Tapering? The Fed says, not so fast
The Fed’s decision to not trim its $85 billion a month spending on bonds caught nearly everyone on Wall Street by surprise. Bernanke even seemed a bit flustered at the market’s nearly unanimous consensus on the Fed’s plans. So why did the Fed decide not to taper?
The main reason is that the economy isn’t recovering as fast as Bernanke would like. One indicator of that is the housing market which is growing.
“But it’s growth at lower rates of price increase then we’ve seen in recent quarters and years,” says Stuart A. Gabriel, Director of the Ziman Center for Real Estate at UCLA and Professor of Finance at UCLA Anderson School of Management.
Those projections are part of the data that Bernanke’s announcement referred to when he said asset purchases have always been “conditional on the data.” But there is more to the Fed’s decision than just numbers.

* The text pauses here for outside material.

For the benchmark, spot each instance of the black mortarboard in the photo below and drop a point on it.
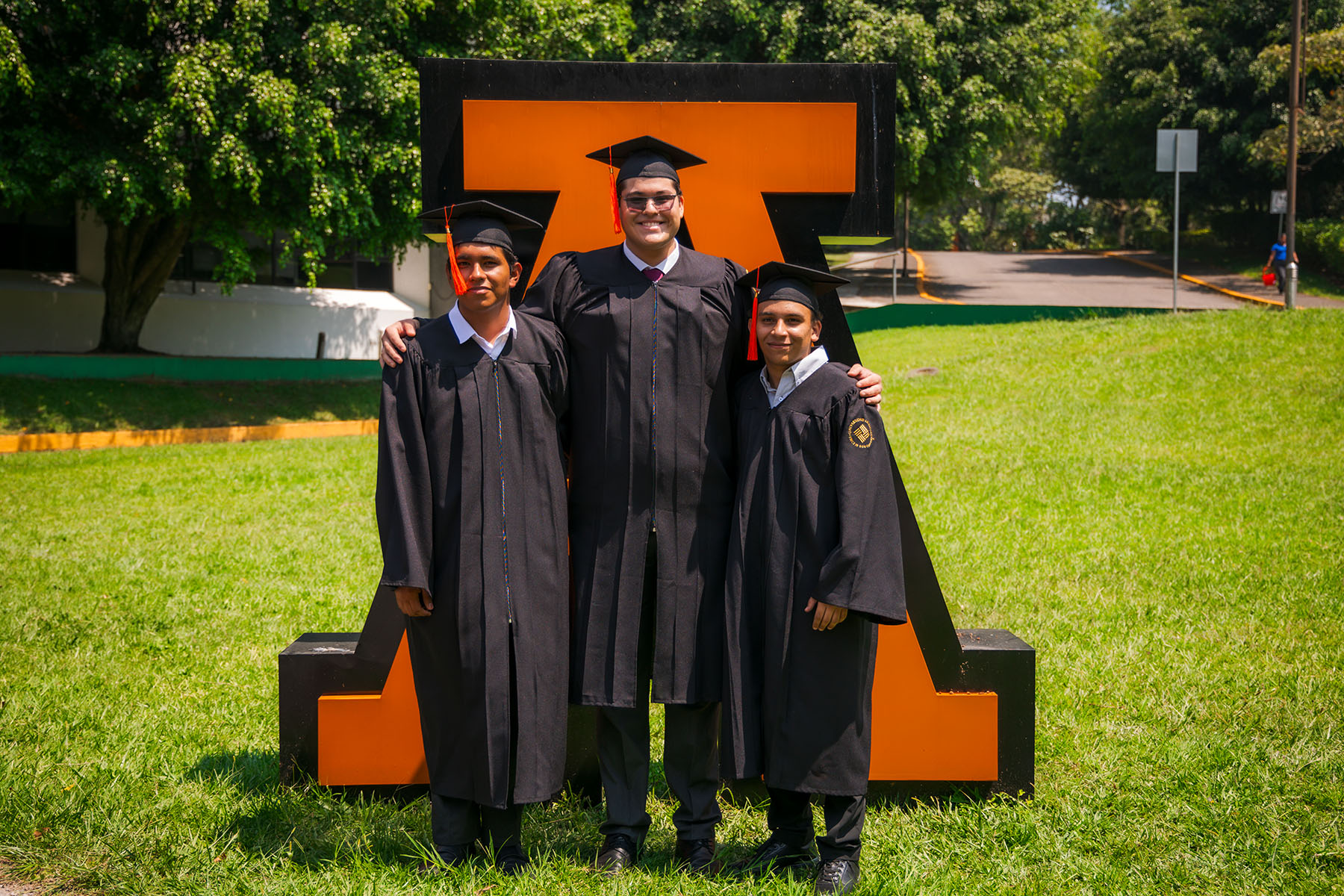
(645, 158)
(472, 222)
(475, 222)
(777, 281)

“This includes whether we are going to have a government shutdown or whether we are going to settle the national debt ceiling in a sensible way or congress will do something crazy,” says Alan Blinder, a former economic advisor to the Clinton White House.
The Fed would like to see resolution on the fiscal crisis before it makes any big decisions. Whether Congress is sensible or crazy should be evident in the upcoming debt ceiling debate at the end of the month.